Friday, 22 October 2010

Pizza is important

Why is pizza important?  Two reasons:  Everybody but the grouchiest curmudgeon loves pizza and it's a really good way to use up random bits of food.

First, the crust.  While I promised to free you from recipes, see rule #5 in the first post.  Admittedly, baking provides its own set of challenges, so unless it's your profession, you probably need to somewhat adhere to a formula to ensure that it's food and not glue that you end up with.  Luckily, pizza is something that I make often enough that I can remember the ratios without looking them up. You could probably just put the amounts on a post-it note inside of a cupboard.
  • 3 cups flour (plain all-purpose, though you can substitute up to half for wheat flour or bread flour)
  • A packet or a bit less than a tablespoon of instant yeast (you can use the kind you add to water to proof, but its harder and won't make a noticeable difference)
  • At least a teaspoon of salt (do not skip)
  • One tablespoon of olive oil (or other oil or melted butter)
  • One tablespoon of honey or sugar (optional)
  • One cup of warm water
Mix the dry ingredients together, then everything else.  If the dough is too sticky, add some more flour.  If you can't get it to come together add some more water. Either way, add a very small amount at a time.  You can also throw in some chopped fresh or dried herbs if you're fancy.

Once you have a nice dough ball, knead for 5 minutes. Kneading is basically shoving it around and squashing it - there's no right way as long as you are not tearing up the dough. Most people use a floured surface. I usually knead it directly in the bowl I made it in or knead it in my hands since I'm too lazy to clean the floured surface at this point.

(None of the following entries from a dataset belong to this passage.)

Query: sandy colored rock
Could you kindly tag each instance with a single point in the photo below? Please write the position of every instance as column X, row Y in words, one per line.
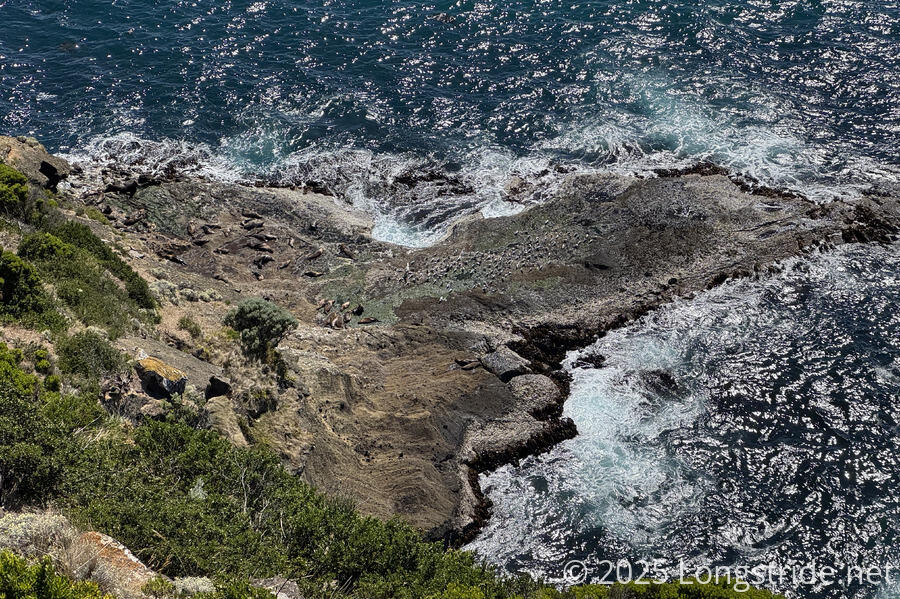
column 28, row 156
column 159, row 377
column 505, row 363
column 222, row 418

Put it back in the bowl, cover with a towel or plastic wrap, and leave for about an hour until it's twice its size. Alternatively, throw it in the fridge and deal with it tomorrow. Or throw it in the freezer and deal with it whenever.

Once it has doubled in size, fold the dough a few times to return it back to its original size and squash the air out. You're now ready to go.

Turn the oven on as high as it will go - it'll need at least 15-20 minutes to get anywhere near hot enough.

This recipe will make 4 small pizzas, 3 medium, or two biggish pizzas. If you can't eat it all now, make it all now and take the rest with you to work tomorrow for lunch. Or the dough will keep two days in the fridge and indefinitely in the freezer.

Flour a work surface (i.e. the counter) and divide the dough into however many pizzas you are making. Roll out the dough with a rolling pin (or wine bottle if you don't have one) and place either on a greased tray large enough for the pizza base, or, for the fancy, on a heated baking stone with polenta (course corn flour) sprinkled on it.



My baking stone is actually a large terra cotta flower pot base that I got cheap at the hardware store when I decided to bake a bunch of bread. We do one pizza on this and the others on regular metal tray. The one on the stone is easier to get off, but not much other difference.

The sauce:
You don't need pizza sauce.  Leftover pasta sauce (red, white, pesto) will work, as will BBQ sauce, pureed tomatoes, or just plain olive oil brushed on with some chopped garlic and herbs.  The point of the pizza is to get rid of the stuff in your fridge, not add to it.  You can even skip the sauce.

The toppings:
This is the true beauty of the pizza - anything goes.  Here is where you get to look at what you have and imagine what flavors go well together and work with it.  If you're a mediocre gardener like me, and don't know how to highlight that one pathetic eggplant you managed to grow this year, put it on a pizza.

Some tips:
  • Meat should be cooked.  Bacon makes most things better, but leftover chicken, sausage, carne asada, salmon (if there is such a thing as leftover salmon) are all great.  Deli meats are also fine.
  • Vegetables - while raw is fine, if you have leftover grilled or sauted veggies, these are even better. Pickled and canned ones work as well (corn, olives, etc.), as does salsa. You could probably even put leftover chinese or other takeout food on it and be fine.
  • Cheese - mozzarella, while delicious, is not the only good cheese on pizza.  In fact, it doesn't even have to melt to be good.
  • Herbs - add some if you have some growing or have some leftover.  Garlic or ginger are also nice if you like strong flavors.
Now that you have your truly stunning flavor creation, put it in the oven for 10-12 minutes - or as long as you can without burning it.
That's it.


(Fortunately our pizza baking skills are better than our photography skills.  Note to self, no more pictures of partially-eaten food.)